Outside the Doctor’s

“ I thought I would wait for you Mr Wylie, how did it go?”

“Thank you, Mrs Travers. He said it would be touch and go for a few days, but I should pull through with plenty of puddings, no crumbles on account of Lent and plenty of custard. You?

“He says that despite being a poor downtrodden old woman used and abused by the privileged classes to do their dirty work, I am a walking miracle and he is going to write about me in the Lancelot.”

“Lancet?”

“No, it wasn’t so nasty that it needed a scalpel. Oh, here comes Bunty Haystack, with her smug ‘I am a published author look’. Mrs Wylie says she’s become unbearable since she became editor of The  Rustic Rambler.”

“Jasper dear, Mrs T, all well I hope?”

“Oh, yes fit as fiddles, aren’t we Mrs T?

“Defying medical science Mr Wylie? Good, then you will not mind my saying that the article you wrote on Milestones of the South West is overlong, boring and unimaginative. What can you give me that will excite our readers?”

“I can think of quite a few things Mrs Haystack.”

“I was speaking to Mr Wylie.”

“What about Bubonic Plague?”

“Now you are talking my kind of journalism, Jasper. Is Muriel going to the Jumble sale in aid of somewhere awful? Must dash, toodle pip.”

“Really Mr Wylie she is insufferable, so rude about your wonderful milestones. What are they anyway?

Meanwhile back in the surgery Dr Payne is writing to a consultant at The Royal Infirmary

Dear Dr Amenhotep,

I have a patient, haberdasher by profession, who I would like you to see. This gentleman appeared in my surgery this morning dressed as an ancient Egyptian with an obsession for ironmongers’ shops.
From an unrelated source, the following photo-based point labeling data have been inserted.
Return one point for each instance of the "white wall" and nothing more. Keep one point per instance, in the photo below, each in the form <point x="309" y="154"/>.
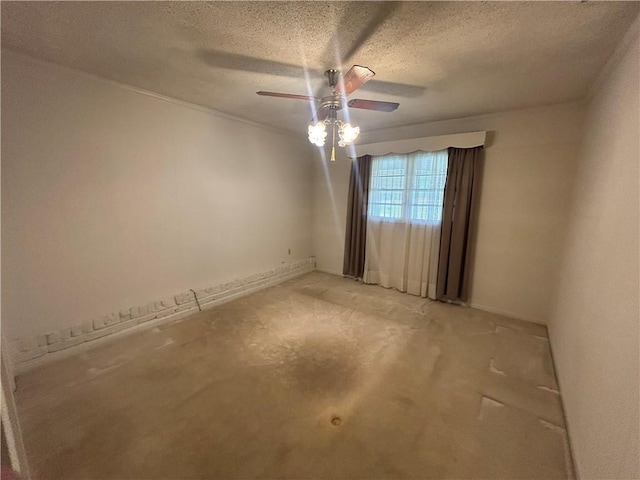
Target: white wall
<point x="594" y="328"/>
<point x="113" y="198"/>
<point x="529" y="167"/>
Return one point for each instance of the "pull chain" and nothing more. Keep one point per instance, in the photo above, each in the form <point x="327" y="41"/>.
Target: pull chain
<point x="333" y="142"/>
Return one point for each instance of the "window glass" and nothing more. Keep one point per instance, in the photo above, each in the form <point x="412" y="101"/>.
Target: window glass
<point x="408" y="187"/>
On a secondary matter do you think it is possible for an entire rural community to unwittingly become part of a mass psychosis experiment?

I have had a very nasty morning.

Yours hopeful of retirement

Dr Payne

P.S. I am not sure the new man will work out. He is too idealistic; they will soon wear him down. That is what comes of having A. J. Cronin on the reading list at the varisty.